YEP – 12 Years a Slave is an undeniably brutal, gut-wrenching film. Mostly due to the inherent brutality of the subject matter; but to shortchange the deeply heartfelt performance by Chiwetel Ejiofor would be unwise. Especially come award season.
Based on the true story of Solomon Northup, a free black man kidnapped from the North in 1841 and taken in bondage to the South, 12 Years a Slave wears its heart on its sleeve and pulls no punches in its portrayal of the inhumane horrors of slavery. The unthinkable cruelty of separating parent from child. The degrading treatment of man as livestock (“There is no sin when it comes to how a man handles his property!”).
If only writer John Ridley’s adaptation screenplay of the Northup book had been up to the task.
For instance, in a film that bears the name of the longevity of the captivity, the narrative offers almost no indications of time passing. Sure, Northup bounces from plantation to plantation and his hair grays a bit, but the chronology of the story is more a patchwork of one sadistic scenario after another rather than a cohesive emotional evolution of a free man’s gradual nightmare descent into a chained man’s personae.
Even more an obstacle for me than the script, however, was the casting. A home run in selecting Ejiofor, although he is an Englishman in an otherwise uniquely American story. I’ve shared with you before my frustration with American stories – especially ones revolving around this time period – being filmed with predominantly foreign actors. Just bugs me.
Most of the other casting choices, Brit & Yankee, were off and downright distracting.
I knew British director Steve McQueen’s film was in trouble early on when Paul Giamatti showed up at the port as a cane wielding, insensitive slave trader. Sorry, Paul, but there is a price to be paid for being a ubiquitous television commercial voiceover pitchman. Certain roles just aint in your wheelhouse anymore.
But that casting choice was nothing compared to the scowl on my face when Paul Dano emerged as Northup’s first plantation whip cracker. I’m totally prepared to admit I simply have a personal dislike of this actor’s chops, a dislike that began when he almost single-handedly brought down Paul Thomas Anderson’s brilliant There Will Be Blood; but then took new roots this past summer in the bone head thriller Prisoners. This guy chews up more scenery on-screen than William Hurt on crystal meth.
The most substantial misfire, however, was in casting X-Men’s Michael Fassbender as the central villainous plantation owner. He is definitely a good actor. He is not good here. In an attempt to bury his British accent he landed somewhere in limbo, but definitely not the South. It’s almost as if he’s in a different film – Django Un-Shamed.

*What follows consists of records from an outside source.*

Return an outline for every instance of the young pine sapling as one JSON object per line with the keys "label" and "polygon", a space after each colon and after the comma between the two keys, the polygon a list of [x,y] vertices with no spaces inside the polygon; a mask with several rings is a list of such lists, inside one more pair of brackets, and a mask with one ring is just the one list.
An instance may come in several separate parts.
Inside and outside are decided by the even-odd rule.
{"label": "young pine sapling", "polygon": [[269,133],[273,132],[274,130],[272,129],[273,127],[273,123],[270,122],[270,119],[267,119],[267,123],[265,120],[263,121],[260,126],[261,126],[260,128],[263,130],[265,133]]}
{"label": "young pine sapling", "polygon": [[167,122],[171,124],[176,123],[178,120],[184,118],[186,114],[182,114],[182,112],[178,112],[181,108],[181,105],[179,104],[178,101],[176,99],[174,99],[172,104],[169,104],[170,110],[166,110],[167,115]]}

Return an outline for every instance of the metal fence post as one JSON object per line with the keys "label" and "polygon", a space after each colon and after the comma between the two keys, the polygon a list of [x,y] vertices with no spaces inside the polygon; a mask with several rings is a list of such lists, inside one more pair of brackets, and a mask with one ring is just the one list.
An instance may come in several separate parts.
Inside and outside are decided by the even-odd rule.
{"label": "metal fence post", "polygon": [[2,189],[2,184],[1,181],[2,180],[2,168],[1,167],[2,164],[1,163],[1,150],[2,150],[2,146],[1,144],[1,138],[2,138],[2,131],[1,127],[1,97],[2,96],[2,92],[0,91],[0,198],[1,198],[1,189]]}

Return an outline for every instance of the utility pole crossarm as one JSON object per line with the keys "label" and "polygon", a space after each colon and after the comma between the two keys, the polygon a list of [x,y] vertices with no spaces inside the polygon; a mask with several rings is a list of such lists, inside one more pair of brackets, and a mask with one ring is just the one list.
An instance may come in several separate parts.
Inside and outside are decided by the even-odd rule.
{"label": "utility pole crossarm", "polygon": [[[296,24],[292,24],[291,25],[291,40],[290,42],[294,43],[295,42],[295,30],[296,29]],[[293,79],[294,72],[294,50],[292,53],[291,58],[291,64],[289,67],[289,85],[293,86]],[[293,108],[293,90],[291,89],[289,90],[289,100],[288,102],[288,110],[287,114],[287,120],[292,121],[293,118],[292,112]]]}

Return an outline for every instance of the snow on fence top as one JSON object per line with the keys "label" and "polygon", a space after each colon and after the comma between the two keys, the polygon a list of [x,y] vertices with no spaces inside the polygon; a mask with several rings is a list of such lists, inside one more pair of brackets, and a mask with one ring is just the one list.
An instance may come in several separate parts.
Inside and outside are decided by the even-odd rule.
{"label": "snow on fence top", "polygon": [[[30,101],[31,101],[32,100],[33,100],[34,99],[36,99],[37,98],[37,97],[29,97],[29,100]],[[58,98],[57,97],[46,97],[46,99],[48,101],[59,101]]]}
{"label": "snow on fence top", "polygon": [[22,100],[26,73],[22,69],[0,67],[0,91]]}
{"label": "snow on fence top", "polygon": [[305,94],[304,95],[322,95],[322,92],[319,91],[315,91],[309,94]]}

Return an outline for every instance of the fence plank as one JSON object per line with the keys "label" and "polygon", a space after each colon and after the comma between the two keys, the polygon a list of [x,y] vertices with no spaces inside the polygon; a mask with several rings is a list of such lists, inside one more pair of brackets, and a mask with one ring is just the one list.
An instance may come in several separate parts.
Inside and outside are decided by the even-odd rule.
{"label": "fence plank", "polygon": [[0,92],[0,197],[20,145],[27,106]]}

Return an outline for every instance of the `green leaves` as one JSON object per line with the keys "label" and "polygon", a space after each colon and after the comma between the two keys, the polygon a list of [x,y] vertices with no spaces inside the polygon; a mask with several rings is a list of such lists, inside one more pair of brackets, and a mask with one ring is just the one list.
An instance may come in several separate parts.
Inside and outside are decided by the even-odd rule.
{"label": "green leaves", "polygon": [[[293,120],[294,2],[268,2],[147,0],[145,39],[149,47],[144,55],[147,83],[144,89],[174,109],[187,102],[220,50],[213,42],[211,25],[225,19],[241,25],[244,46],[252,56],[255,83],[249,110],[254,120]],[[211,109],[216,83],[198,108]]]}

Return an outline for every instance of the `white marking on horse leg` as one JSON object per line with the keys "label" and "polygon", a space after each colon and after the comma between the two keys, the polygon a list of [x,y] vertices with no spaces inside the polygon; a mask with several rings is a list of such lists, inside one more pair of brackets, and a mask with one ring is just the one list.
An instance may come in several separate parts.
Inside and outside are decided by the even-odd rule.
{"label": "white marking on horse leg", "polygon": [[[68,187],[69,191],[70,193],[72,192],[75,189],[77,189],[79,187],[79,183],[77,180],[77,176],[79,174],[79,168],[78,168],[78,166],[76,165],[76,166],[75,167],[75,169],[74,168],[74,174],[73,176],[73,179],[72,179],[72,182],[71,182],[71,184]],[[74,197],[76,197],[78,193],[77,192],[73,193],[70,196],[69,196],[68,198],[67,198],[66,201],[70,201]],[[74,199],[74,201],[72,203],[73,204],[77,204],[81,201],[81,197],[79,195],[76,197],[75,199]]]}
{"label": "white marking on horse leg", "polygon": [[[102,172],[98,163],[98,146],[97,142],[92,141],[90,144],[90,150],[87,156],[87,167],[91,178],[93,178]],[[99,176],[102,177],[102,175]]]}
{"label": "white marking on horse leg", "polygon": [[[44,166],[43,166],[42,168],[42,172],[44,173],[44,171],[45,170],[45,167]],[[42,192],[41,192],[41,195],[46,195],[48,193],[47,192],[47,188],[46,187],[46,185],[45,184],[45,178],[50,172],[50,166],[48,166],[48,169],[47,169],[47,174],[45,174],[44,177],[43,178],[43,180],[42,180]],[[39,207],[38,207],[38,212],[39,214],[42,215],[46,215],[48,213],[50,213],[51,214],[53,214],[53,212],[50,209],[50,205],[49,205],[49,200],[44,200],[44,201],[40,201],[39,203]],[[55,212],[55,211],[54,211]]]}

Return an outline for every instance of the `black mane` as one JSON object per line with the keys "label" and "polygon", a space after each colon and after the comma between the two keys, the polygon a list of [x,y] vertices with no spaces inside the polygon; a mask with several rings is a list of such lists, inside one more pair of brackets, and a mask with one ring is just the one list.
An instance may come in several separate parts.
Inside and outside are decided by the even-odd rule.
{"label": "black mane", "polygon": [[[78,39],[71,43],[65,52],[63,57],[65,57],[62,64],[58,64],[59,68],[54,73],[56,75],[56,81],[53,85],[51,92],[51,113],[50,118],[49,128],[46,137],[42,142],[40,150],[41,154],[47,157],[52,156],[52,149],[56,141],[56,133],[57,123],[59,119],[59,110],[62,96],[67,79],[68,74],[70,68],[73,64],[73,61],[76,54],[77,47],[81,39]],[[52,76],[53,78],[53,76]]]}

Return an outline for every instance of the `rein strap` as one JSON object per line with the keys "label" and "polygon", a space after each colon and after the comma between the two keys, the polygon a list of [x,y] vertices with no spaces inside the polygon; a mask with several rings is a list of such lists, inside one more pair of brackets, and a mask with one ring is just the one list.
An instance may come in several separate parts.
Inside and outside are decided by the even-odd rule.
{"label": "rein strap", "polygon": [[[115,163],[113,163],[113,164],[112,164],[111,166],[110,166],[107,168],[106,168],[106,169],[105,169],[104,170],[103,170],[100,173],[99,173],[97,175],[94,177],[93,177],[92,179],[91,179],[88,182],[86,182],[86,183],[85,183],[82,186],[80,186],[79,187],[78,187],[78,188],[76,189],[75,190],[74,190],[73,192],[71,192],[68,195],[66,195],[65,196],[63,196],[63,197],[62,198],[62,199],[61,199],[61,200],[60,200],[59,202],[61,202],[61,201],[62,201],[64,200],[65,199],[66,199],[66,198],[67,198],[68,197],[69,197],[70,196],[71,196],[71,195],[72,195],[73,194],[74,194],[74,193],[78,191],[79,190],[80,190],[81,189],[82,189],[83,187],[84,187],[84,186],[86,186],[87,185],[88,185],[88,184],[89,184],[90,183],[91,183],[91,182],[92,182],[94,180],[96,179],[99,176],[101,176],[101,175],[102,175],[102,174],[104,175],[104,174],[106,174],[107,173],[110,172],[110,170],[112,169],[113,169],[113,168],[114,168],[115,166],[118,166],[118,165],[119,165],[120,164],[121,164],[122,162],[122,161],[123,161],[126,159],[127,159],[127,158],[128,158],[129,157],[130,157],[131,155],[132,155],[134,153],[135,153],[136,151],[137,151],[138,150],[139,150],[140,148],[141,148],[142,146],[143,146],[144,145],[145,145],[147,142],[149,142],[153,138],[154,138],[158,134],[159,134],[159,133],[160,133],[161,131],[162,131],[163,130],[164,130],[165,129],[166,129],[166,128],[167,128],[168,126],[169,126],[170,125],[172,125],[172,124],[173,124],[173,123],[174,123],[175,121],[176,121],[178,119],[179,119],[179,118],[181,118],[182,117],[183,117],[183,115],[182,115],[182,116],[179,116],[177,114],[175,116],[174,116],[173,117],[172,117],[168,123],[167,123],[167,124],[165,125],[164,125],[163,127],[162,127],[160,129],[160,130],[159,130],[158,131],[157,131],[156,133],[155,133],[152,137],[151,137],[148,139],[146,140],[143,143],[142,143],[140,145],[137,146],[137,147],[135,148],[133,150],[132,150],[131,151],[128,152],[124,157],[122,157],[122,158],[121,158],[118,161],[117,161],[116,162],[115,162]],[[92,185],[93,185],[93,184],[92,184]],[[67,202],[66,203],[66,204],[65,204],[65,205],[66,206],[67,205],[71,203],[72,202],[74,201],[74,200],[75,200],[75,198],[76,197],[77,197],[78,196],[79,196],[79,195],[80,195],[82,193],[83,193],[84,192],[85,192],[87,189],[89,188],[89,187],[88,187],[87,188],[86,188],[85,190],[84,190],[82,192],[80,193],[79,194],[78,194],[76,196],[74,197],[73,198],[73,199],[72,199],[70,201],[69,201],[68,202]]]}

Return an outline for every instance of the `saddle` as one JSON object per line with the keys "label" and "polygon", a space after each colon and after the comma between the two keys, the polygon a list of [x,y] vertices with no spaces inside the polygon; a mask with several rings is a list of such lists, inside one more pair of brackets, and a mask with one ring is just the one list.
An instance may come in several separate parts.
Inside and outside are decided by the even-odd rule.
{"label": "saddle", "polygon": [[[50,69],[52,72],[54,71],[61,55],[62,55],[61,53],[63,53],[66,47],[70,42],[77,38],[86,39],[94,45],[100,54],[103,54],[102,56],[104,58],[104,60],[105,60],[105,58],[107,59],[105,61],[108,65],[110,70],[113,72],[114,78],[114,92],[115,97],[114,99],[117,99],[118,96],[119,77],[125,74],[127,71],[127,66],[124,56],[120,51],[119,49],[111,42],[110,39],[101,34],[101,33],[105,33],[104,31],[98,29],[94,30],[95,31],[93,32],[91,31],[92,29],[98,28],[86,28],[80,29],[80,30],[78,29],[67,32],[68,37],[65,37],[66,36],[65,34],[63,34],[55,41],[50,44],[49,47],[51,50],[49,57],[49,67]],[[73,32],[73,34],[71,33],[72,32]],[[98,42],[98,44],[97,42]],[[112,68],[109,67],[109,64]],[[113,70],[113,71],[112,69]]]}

Just when I thought we were out of the woods in the casting distraction department, mega star Brad Pitt (one of the film’s exec producers) appeared near the film’s conclusion as a Christ-like conscientious objecting carpenter – just in time to deliver a contrived “men are all created equal” lecture. While Pitt has come a long way as an actor, he is not believable in this time period, the words tumble out of his mouth like gravel.
Okay, by now you are probably assuming I did not like 12 Years a Slave – I did. It’s an admirable film about a heroic historic figure who went on to be instrumental in the Abolitionist movement leading up to the Civil War and President Lincoln’s eventual Emancipation Proclamation.
Ejiofor has been a consistently charismatic and engaging actor for over a decade now, since Dirty Pretty Things. This may be his finest performance yet, one that is sure to earn him an Oscar nomination, if not a standing ovation victory. Will it be deserved? I don’t see why not. He put his heart and soul into the work and it showed.